Why so much interest? Because getting rid of bad habits is hard.
“Habits exist because it’s extremely useful not to have to engage your brain to do something you have to do repeatedly,” says Newby-Clark. “But that means you have to engage in an effortful process to stop doing it.”
He does have some suggestions for those who want to quit a bad habit:
- One at a time ─ “Given that habits are so ingrained and take so much effort to change, you’ll have better luck if you just try to change one thing at a time,” he says.
- Aim low ─ Newby-Clark admits this may not sound like the most positive approach, but he says having too high a goal can really backfire. “You’ll get frustrated and give up.” Instead, he suggests setting a concrete and measurable goal that is reasonably achievable. You can always set a more demanding goal once you’ve reached the first one.
- Make a mini-plan ─ “A mini-plan means you set out the steps that you want to follow, instead of falling back into your habit,” he says.
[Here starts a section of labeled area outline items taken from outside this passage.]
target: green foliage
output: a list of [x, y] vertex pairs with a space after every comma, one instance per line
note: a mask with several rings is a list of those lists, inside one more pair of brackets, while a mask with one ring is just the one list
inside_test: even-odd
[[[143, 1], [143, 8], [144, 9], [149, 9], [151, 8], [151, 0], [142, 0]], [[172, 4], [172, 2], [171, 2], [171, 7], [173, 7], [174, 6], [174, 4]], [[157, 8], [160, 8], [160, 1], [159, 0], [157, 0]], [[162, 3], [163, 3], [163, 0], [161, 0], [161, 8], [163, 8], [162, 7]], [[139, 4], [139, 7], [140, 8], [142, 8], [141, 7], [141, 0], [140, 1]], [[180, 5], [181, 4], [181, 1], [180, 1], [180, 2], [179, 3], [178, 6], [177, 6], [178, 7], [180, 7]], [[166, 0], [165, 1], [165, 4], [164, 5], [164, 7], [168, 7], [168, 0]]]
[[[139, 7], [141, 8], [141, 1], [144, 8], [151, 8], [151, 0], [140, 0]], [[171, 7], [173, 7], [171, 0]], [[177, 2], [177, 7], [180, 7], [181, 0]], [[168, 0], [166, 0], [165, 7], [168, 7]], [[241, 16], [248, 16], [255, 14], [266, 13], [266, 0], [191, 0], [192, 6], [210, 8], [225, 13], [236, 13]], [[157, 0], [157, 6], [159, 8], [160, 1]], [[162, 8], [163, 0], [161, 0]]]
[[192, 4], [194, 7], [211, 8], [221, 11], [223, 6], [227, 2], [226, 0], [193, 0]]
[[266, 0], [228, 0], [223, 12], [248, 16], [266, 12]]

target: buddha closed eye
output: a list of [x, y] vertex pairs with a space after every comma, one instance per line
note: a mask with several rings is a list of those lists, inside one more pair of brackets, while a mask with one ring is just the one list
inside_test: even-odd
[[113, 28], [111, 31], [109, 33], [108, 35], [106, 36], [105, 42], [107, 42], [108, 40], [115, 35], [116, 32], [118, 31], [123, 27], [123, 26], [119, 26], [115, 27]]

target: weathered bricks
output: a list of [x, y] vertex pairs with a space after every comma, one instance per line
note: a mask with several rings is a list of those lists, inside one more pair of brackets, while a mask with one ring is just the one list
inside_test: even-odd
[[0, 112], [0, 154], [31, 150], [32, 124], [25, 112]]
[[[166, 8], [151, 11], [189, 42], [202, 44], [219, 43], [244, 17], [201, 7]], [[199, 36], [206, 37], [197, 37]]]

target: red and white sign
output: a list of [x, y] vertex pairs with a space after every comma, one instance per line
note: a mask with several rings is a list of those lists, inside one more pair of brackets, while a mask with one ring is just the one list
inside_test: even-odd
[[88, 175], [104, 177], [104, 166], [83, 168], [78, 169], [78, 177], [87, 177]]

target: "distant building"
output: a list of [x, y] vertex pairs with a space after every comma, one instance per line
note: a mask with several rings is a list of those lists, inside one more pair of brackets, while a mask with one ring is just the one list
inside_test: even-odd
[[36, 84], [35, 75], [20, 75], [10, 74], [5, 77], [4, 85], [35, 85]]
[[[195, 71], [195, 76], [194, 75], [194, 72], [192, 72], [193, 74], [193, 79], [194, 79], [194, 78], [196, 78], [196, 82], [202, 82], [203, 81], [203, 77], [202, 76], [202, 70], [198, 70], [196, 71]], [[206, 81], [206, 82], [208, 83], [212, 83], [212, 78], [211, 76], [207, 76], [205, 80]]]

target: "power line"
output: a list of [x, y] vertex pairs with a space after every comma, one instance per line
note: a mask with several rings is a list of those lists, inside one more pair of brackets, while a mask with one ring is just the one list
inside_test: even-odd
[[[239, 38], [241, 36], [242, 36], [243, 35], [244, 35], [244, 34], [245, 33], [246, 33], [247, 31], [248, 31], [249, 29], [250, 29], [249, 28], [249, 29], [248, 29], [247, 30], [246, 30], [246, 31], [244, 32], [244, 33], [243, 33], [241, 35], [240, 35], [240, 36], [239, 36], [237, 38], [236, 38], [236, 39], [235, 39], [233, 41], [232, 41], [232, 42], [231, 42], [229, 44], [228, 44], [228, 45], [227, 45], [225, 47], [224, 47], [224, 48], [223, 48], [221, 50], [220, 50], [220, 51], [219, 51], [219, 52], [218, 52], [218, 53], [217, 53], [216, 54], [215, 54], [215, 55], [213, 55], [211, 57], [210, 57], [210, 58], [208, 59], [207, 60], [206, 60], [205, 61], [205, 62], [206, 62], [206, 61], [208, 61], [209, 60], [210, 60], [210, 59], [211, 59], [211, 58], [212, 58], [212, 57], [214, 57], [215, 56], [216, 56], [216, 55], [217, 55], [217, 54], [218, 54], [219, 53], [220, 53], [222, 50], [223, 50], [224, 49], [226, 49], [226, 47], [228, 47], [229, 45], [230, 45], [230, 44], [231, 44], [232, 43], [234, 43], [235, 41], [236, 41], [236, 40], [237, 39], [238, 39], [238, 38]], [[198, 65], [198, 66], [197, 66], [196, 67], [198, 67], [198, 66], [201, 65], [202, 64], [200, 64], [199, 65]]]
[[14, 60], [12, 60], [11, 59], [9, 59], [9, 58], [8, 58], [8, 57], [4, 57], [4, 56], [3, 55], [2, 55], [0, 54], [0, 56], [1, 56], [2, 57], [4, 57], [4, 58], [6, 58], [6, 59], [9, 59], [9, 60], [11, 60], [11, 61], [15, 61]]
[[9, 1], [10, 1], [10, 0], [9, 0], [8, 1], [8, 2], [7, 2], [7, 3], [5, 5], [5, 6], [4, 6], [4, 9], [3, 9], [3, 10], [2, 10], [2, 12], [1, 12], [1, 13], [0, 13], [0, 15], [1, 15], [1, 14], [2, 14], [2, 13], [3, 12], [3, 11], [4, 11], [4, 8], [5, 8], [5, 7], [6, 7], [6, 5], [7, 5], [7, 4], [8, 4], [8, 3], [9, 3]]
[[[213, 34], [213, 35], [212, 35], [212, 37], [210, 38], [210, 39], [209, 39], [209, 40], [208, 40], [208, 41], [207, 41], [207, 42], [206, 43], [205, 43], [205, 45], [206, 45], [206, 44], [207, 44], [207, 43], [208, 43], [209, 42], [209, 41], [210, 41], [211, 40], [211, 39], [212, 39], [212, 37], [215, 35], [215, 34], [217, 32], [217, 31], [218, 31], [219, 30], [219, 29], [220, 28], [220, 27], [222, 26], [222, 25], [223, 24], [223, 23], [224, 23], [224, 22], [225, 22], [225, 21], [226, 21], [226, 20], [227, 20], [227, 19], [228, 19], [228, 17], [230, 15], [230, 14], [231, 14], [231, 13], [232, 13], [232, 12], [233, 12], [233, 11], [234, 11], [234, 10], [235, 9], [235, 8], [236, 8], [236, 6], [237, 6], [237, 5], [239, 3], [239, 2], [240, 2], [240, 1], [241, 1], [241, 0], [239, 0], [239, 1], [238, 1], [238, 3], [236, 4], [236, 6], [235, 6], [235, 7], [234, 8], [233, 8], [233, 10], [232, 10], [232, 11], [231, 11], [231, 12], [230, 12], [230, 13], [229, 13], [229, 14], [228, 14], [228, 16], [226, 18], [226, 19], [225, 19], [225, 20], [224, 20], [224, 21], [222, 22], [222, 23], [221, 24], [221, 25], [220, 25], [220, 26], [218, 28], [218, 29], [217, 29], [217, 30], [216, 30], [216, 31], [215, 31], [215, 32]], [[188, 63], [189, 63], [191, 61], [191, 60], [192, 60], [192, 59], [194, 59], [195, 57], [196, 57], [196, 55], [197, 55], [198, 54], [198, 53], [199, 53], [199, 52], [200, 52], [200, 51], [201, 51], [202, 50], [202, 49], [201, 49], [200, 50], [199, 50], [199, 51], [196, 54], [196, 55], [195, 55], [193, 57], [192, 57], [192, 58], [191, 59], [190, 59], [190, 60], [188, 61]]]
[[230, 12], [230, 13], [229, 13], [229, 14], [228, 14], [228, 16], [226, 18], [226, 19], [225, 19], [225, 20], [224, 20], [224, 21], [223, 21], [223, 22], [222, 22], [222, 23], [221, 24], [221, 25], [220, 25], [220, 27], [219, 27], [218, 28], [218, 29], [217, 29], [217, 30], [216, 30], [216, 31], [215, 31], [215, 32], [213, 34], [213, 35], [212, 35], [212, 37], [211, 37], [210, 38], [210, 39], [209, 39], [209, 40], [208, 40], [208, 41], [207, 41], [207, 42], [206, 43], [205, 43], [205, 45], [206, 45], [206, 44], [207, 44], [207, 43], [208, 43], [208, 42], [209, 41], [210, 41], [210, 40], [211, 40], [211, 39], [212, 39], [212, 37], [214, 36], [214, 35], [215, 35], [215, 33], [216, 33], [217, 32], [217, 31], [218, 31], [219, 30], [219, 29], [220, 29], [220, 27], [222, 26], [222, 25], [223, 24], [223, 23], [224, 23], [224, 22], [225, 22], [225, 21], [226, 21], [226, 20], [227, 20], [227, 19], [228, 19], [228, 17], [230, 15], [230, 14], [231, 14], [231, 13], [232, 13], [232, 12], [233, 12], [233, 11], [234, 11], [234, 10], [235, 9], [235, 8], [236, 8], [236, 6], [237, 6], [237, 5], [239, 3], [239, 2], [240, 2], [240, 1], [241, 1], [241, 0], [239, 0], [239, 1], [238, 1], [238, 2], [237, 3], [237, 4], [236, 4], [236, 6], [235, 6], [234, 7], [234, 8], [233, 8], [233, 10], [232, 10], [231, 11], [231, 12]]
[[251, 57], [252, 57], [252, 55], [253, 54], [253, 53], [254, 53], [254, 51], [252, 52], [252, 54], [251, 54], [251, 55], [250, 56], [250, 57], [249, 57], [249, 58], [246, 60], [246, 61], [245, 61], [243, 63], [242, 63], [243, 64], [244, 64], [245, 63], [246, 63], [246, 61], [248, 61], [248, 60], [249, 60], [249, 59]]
If your habit has been to get home from work, sit on the couch and eat some less-than-healthy snacks while you watch TV, you could make a mini-plan that you will put your gym bag by the front door before leaving for work; then when you get home, you will pick it up and drive to the gym.
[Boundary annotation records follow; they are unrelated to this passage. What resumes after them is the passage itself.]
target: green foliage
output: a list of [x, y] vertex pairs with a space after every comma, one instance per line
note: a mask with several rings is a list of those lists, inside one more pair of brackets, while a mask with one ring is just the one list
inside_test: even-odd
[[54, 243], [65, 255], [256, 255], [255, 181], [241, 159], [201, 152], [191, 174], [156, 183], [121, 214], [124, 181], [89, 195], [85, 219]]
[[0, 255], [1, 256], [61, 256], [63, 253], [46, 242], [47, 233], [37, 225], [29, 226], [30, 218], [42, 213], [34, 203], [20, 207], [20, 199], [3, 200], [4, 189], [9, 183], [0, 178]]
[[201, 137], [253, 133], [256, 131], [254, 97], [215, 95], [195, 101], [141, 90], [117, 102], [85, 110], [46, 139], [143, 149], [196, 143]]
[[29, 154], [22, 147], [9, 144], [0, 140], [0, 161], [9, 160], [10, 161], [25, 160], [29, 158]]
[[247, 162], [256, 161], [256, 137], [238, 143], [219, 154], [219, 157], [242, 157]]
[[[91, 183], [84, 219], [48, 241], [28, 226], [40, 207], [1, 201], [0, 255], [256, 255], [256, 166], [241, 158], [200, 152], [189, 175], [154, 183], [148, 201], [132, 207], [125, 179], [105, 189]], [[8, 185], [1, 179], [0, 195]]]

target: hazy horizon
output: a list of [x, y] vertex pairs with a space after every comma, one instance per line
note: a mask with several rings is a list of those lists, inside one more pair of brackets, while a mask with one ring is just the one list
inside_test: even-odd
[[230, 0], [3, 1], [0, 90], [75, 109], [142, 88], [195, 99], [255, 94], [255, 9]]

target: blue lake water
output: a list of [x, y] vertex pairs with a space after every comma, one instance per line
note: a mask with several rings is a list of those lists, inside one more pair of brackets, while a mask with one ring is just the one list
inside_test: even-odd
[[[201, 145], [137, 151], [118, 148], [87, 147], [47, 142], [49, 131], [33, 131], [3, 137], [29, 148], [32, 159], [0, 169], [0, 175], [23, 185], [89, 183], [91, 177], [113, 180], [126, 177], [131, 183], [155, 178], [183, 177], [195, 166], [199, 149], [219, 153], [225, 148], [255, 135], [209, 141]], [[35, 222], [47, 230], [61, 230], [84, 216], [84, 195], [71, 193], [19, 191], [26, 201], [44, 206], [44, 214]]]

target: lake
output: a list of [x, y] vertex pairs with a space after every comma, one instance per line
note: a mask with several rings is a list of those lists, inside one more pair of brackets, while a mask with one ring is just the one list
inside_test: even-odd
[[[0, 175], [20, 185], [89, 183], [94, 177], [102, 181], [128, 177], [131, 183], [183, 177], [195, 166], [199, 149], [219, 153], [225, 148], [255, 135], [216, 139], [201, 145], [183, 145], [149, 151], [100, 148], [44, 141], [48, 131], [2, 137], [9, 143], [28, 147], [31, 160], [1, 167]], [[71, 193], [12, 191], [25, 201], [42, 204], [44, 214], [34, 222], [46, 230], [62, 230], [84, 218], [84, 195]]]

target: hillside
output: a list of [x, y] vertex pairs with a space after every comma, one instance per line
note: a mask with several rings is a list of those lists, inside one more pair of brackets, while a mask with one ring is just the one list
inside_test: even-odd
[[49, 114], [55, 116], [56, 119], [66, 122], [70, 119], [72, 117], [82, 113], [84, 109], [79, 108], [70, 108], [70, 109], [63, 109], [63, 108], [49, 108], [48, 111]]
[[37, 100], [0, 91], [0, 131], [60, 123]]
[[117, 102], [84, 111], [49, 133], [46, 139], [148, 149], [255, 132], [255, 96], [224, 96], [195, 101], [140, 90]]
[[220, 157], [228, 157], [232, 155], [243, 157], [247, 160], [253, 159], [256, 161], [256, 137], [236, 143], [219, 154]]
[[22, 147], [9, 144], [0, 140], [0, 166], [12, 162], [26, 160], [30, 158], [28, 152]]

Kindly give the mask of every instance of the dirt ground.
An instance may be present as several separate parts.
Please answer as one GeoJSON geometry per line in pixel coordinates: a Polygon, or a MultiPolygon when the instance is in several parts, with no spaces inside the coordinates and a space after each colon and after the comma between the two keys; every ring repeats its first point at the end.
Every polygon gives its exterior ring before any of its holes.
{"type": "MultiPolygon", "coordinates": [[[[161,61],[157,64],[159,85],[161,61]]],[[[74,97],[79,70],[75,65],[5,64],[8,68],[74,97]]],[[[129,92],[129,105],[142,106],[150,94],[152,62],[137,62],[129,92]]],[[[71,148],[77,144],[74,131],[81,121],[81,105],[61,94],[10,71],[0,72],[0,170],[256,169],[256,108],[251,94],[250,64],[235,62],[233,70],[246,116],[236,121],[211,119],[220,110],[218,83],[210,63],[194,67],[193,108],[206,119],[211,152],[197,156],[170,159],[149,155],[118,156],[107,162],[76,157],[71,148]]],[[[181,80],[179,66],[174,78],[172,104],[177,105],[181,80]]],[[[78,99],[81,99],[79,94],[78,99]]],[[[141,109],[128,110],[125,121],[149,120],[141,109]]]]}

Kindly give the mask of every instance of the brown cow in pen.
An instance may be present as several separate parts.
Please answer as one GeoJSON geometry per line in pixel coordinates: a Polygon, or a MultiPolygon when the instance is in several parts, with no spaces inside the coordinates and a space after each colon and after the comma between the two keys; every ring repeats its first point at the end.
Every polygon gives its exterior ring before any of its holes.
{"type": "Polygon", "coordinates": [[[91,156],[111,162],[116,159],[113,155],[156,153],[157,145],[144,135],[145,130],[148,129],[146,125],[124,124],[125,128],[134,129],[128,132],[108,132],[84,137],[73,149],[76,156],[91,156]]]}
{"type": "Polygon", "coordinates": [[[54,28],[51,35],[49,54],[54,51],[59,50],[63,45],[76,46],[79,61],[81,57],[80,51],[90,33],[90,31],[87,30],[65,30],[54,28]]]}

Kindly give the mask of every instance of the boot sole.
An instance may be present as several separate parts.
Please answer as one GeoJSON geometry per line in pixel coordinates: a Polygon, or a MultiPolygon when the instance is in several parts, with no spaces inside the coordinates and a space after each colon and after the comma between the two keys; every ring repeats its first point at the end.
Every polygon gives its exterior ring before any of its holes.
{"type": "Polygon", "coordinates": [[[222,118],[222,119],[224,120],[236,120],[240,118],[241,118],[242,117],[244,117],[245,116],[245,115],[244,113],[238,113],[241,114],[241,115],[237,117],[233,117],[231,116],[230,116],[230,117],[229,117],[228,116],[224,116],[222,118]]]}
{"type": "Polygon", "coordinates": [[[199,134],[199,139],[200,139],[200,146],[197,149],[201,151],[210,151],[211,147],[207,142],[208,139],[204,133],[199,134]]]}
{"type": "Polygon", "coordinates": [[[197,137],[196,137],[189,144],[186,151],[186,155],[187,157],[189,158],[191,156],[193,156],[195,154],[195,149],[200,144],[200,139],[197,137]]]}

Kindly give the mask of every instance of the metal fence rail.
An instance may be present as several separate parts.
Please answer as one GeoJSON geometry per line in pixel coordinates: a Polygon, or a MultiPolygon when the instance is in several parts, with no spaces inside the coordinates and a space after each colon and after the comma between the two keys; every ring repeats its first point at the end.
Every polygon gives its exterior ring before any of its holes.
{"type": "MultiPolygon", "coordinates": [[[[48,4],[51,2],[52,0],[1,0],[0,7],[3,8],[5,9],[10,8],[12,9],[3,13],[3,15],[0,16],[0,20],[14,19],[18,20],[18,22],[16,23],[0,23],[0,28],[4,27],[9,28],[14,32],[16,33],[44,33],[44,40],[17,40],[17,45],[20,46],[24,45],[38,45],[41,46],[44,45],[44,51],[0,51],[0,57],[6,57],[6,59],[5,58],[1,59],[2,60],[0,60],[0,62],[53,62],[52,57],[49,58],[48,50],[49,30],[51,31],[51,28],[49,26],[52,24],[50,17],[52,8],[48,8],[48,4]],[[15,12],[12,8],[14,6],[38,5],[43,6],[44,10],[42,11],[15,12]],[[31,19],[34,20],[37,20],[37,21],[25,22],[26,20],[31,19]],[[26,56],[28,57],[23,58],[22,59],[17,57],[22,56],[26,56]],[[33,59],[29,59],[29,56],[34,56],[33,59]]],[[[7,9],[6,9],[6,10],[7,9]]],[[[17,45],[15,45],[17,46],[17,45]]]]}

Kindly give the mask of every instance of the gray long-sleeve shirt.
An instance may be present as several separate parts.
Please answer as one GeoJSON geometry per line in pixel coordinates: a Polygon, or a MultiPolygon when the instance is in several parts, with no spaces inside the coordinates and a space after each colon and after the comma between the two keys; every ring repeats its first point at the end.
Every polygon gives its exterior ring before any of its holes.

- Be prepared for setbacks ─ Don’t be surprised when you backslide and fall back into that bad habit you’re trying to quit, advises Newby-Clark. Since habits are so tough to break, setbacks should be expected. “The only response is to dust yourself off and try again.”
- Persistence, persistence, persistence ─ “That’s really the key. If you want to replace your old bad habit with a new positive habit, you have to keep repeating it often enough and long enough that it becomes engrained.”
While Newby-Clark continues to keep up with research on bad habits and their cures, he’s also studying some new areas. “Currently I’m looking at individual differences in people’s ability to exert control over themselves and links between these differences and problem gambling.” Another area he’s studying involves situations where people hurt other people’s feelings but are unaware of what they’ve done. This is related to some recent research on guilt by association ─ situations where someone’s friend behaves badly and the first person believes others will judge him or her based on the friend’s behaviour.
From his findings, Newby-Clark says: don’t worry. Other people aren’t really thinking badly about you because your friend is acting up.